I forgot to say, I had a friend in Devon went into worm-farming on a field scale.  They found that the sonic deterrents really worked - but you did need a lot of them.  Whether it would be financially viable for stock pasture, I doubt, but it may be something people want to look into for veg plots etc.
Don't listen to the money men - they know the price of everything and the value of nothing

Live in a cohousing community with small farm for our own use.  Dairy cows (rearing their own calves for beef), pigs, sheep for meat and fleece, ducks and hens for eggs, veg and fruit growing

Penninehillbilly

  • Joined Sep 2011
  • West Yorks
Re: Moles
« Reply #12 on: February 16, 2015, 10:12:32 pm »
We bought some more mole traps on saturday (previous cheaper ones the 'spring' part snapped, decided it cheaper to pay more).
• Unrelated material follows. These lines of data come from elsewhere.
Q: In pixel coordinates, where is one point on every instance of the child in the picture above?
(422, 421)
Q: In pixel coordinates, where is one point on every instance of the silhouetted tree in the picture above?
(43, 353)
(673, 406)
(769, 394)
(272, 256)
Currently ashamed of the state of the fields, looks like a battle gound.  5! that's cheap, 10 at time here! heard tell of one farmer being stung for 70 moles!  70 x 10!

devonlady

  • Joined Aug 2014
Re: Moles
« Reply #13 on: February 17, 2015, 08:40:20 am »
We sold mole skins for 6d each (that's 6 old pence) when children (I wasn't always sentimental!) Though I recall it was always someone else did the trapping and skinning ;D

Caroline1

  • Joined Nov 2014
  • Cambridgeshire
Re: Moles
« Reply #14 on: February 17, 2015, 01:50:36 pm »
Glad I am not the only one having mole issues!